05/08/2001

THERE'S NO shortage of analysis of what the United States did wrong to lose its seat after a half-century on the U.N. Human Rights Commission, and no shortage of advice on how it should set itself straight. Some have attributed the U.S. defeat to President Bush's positions on climate change or missile defense. On the facing page today, Harold Koh, an official in the Clinton State Department, urges the Bush people to participate more actively in international forums on AIDS, racism and democracy.

We don't necessarily disagree, but when Mr. Koh describes the passing of an "era of automatic global deference to U.S. leadership on human rights," we have trouble remembering such a time. It seems to us that the fight for human rights has always been uphill work. It also seems to us that last week's vote wasn't really about the Kyoto treaty on global warming or nuclear nonproliferation or even supposed Bush unilateralism but on, not surprisingly, human rights. The United States, though often too circumspect, is one of the more forthright nations in calling attention to human rights abuses. The abusers, a powerful bloc in the United Nations and on the commission itself, don't like that; neither do some democratic nations that generally prefer to kowtow rather than make impolite remarks. France and China sounded similar themes as they crowed about the U.S. defeat. France won its seat due to its foreign policy "founded on dialogue and respect," the French U.N. ambassador said. China's government said the United States had "undermined the atmosphere for dialogue."

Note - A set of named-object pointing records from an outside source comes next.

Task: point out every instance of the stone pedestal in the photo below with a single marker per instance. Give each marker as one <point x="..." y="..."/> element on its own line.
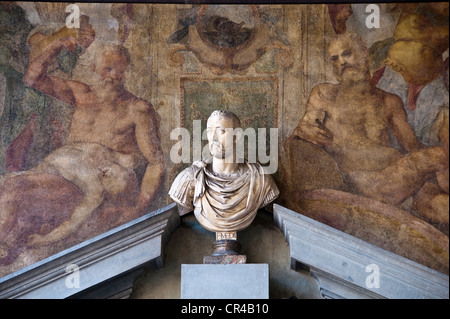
<point x="226" y="252"/>
<point x="232" y="281"/>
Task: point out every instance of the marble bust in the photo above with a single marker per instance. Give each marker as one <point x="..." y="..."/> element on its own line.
<point x="224" y="194"/>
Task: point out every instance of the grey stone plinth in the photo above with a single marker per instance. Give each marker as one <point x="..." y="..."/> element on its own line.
<point x="118" y="254"/>
<point x="232" y="281"/>
<point x="225" y="259"/>
<point x="347" y="267"/>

What exactly do the Chinese mean by "dialogue"? Presumably they're not looking to talk about Liu Yaping, a Chinese American businessman who was dragged off a street in China by security forces on March 8. Mr. Liu has been held incommunicado ever since, though his brother has been handed hospital bills for treatment of vomiting, slurring of speech and loss of vision, the New York Times reported yesterday. Is he a victim of torture? No, he's in "good health," police say. Nor are the Chinese interested in dialogue on the Princeton-trained demographer Li Shaomin, a U.S. citizen also being held for unknown reasons; nor about Gao Zhan, the American University researcher who is in detention and whose 5-year-old also was hauled away for a month. They're not looking for fruitful exchange on the 79-year-old Catholic Bishop Shi Enxiang whom they've imprisoned, the churches they've razed, the Falun Gong practitioners who have died in jail, the Tibetan monks who are locked up, the Democracy Party activists in labor camps.

These, presumably, are some of the matters France believes should be approached with more "respect." Fellow commission members Sudan, Libya, Cuba and Vietnam no doubt agree. And when Denmark once supported the United States in trying to raise such issues at the U.N. commission, China predicted that the issue would "become a rock that smashes on the Danish government's head. Denmark, the bird that pokes out its head, will suffer the most." That kind of talk has an effect.

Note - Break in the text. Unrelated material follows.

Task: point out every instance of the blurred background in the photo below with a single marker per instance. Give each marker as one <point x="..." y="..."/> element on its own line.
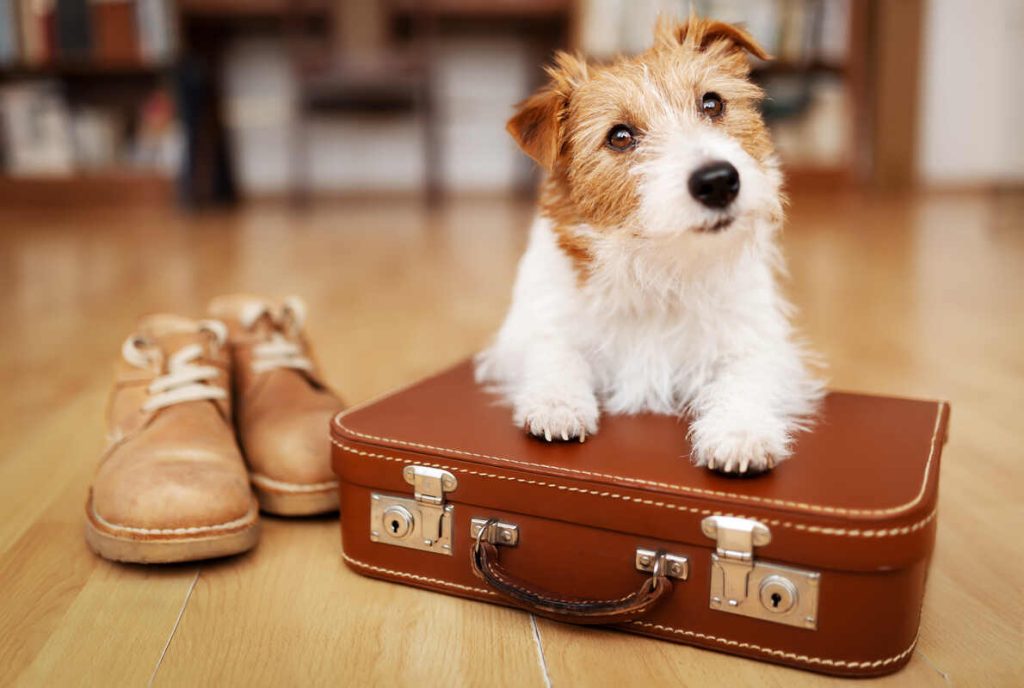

None of this means the United States should, or can, give up on the United Nations; as Mr. Koh argues, it must keep working there. That the Bush administration was blind-sided last week reflects badly on its preparations and professionalism. But if the administration learns from this defeat that it should get along more collegially with those governments that bully and abuse their own citizens, or with those that don't much care, it will have learned the wrong lesson.